Open Source

I scaled a pure Spiking Neural Network (SNN) to 1.088B parameters from scratch. Ran out of budget, but here is what I found

An indie developer successfully trained a 1.088B-parameter SNN from random initialization, achieving 93% neuron sparsity.

Deep Dive

An 18-year-old independent developer has achieved a significant milestone in neuromorphic computing by successfully training a 1.088 billion-parameter Spiking Neural Network (SNN) language model from random initialization. This challenges the prevailing assumption in research papers like SpikeBERT that training billion-parameter SNNs directly fails due to vanishing gradients, forcing researchers to use ANN-to-SNN conversion or distillation techniques instead. The developer trained the model for 27,000 steps before running out of budget, achieving a loss of 4.4 and demonstrating that pure spike-domain training at scale is feasible.

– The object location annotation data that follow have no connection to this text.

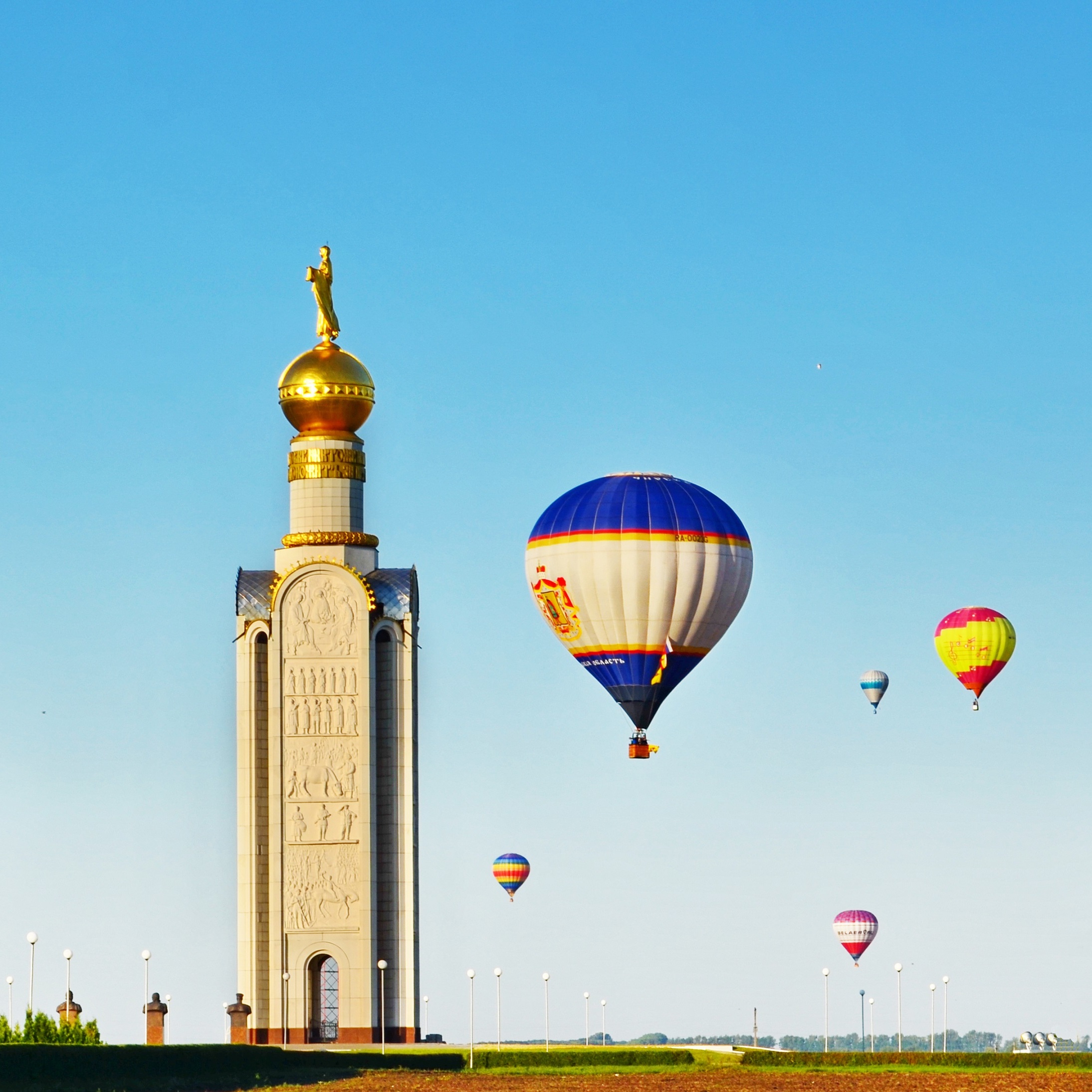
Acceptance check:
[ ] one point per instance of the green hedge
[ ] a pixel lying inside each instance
(982, 1060)
(585, 1056)
(200, 1068)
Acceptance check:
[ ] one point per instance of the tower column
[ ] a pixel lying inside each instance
(326, 485)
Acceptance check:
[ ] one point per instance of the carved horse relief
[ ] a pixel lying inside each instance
(319, 883)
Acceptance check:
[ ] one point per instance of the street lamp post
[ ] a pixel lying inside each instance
(826, 1007)
(898, 979)
(68, 982)
(470, 974)
(147, 956)
(546, 987)
(945, 981)
(383, 1005)
(284, 1007)
(32, 939)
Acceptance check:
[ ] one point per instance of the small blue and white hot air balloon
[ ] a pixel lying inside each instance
(875, 686)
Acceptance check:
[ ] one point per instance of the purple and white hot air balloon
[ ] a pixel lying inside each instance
(856, 931)
(875, 686)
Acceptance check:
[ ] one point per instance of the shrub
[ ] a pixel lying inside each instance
(41, 1028)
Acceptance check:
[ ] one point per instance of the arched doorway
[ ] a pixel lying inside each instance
(322, 979)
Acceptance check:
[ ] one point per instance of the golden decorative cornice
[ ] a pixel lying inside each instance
(329, 539)
(326, 462)
(279, 584)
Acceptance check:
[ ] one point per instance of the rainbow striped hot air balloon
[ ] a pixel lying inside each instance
(875, 686)
(510, 871)
(974, 644)
(639, 576)
(856, 931)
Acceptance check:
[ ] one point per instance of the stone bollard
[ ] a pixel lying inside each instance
(239, 1015)
(154, 1013)
(68, 1010)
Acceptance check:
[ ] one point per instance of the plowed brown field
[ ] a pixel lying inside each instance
(734, 1079)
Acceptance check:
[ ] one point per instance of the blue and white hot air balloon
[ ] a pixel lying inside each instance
(875, 686)
(639, 576)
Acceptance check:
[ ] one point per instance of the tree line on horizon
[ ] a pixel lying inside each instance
(974, 1042)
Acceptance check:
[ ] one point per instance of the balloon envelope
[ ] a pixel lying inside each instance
(856, 931)
(510, 871)
(639, 576)
(875, 686)
(974, 644)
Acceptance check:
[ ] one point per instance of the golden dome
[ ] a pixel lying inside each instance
(327, 391)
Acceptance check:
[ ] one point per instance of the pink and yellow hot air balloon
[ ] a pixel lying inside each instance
(974, 644)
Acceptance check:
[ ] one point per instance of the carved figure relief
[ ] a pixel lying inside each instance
(321, 718)
(320, 679)
(321, 620)
(319, 771)
(348, 816)
(320, 886)
(309, 824)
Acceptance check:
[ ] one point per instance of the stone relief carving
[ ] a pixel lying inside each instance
(319, 886)
(311, 823)
(320, 717)
(319, 771)
(305, 680)
(320, 616)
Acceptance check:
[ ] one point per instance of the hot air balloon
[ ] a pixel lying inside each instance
(875, 686)
(510, 871)
(856, 931)
(639, 576)
(974, 644)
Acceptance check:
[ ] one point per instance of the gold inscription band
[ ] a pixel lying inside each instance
(326, 462)
(329, 539)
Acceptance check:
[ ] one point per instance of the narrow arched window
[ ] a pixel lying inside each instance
(324, 983)
(388, 860)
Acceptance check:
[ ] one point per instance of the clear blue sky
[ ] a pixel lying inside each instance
(568, 241)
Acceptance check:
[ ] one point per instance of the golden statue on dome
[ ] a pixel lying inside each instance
(327, 391)
(322, 280)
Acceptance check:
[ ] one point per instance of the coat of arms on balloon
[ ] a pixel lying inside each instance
(557, 608)
(659, 567)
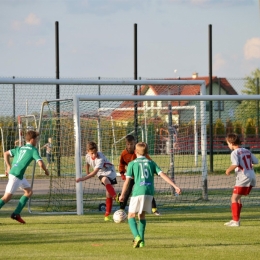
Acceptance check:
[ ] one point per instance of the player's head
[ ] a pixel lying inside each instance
(141, 148)
(130, 143)
(31, 137)
(233, 140)
(92, 149)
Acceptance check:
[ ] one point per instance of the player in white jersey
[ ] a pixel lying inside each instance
(105, 171)
(242, 161)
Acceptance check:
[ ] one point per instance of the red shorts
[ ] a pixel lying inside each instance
(242, 190)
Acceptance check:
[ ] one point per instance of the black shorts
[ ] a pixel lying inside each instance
(112, 181)
(50, 158)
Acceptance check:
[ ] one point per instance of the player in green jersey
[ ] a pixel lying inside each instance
(142, 170)
(22, 158)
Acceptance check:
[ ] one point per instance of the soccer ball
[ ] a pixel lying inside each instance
(119, 216)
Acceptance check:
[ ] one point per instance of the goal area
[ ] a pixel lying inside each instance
(175, 128)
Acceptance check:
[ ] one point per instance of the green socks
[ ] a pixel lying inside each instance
(21, 204)
(2, 203)
(142, 224)
(133, 227)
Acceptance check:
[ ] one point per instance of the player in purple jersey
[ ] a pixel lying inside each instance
(142, 170)
(22, 158)
(105, 171)
(242, 161)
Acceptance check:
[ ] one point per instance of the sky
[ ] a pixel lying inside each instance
(96, 38)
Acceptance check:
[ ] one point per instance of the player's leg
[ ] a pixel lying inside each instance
(12, 185)
(48, 156)
(236, 206)
(154, 208)
(134, 206)
(109, 187)
(5, 199)
(127, 194)
(146, 207)
(141, 227)
(23, 200)
(110, 195)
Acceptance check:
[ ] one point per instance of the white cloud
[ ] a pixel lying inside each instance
(10, 43)
(218, 62)
(197, 2)
(41, 41)
(252, 49)
(16, 25)
(32, 19)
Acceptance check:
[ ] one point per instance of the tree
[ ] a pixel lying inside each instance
(249, 108)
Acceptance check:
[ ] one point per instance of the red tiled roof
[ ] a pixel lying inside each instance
(172, 90)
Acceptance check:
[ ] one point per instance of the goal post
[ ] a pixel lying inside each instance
(92, 115)
(78, 156)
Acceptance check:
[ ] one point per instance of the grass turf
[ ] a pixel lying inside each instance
(183, 234)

The model exhibited remarkable emergent properties, including maintaining approximately 93% sparsity—meaning only 7% of neurons fire per token—which translates to dramatically reduced memory usage during inference compared to dense models like GPT. Around step 25,000, it spontaneously began generating structurally correct Russian text despite no explicit targeting in its training data. Furthermore, as the architecture scaled past 600 million parameters, the model autonomously shifted 39% of its activation routing into a persistent memory module, effectively learning that memory becomes more valuable at larger scales.

While the text generation remains "janky" and not yet fluent like GPT-2, the experiment provides a crucial proof-of-concept for scalable SNN training. The developer has open-sourced the complete code, architecture details, and a 12GB training checkpoint on GitHub, inviting technical feedback and collaboration, particularly regarding optimization for neuromorphic hardware such as Intel's Loihi chip. This work opens new pathways for developing ultra-low-power AI systems that mimic biological brain efficiency.

Key Points
  • Trained a 1.088B-parameter Spiking Neural Network from random initialization, achieving 93% neuron sparsity (only 7% fire per token).
  • Model spontaneously generated correct Russian text at 25k steps and shifted 39% of activations to memory at scale.
  • Open-sourced code and 12GB checkpoint; demonstrates pure SNN training is possible, critical for neuromorphic hardware efficiency.

Why It Matters

Proves large-scale SNNs can be trained directly, paving the way for ultra-efficient AI on neuromorphic chips with 10x lower power consumption.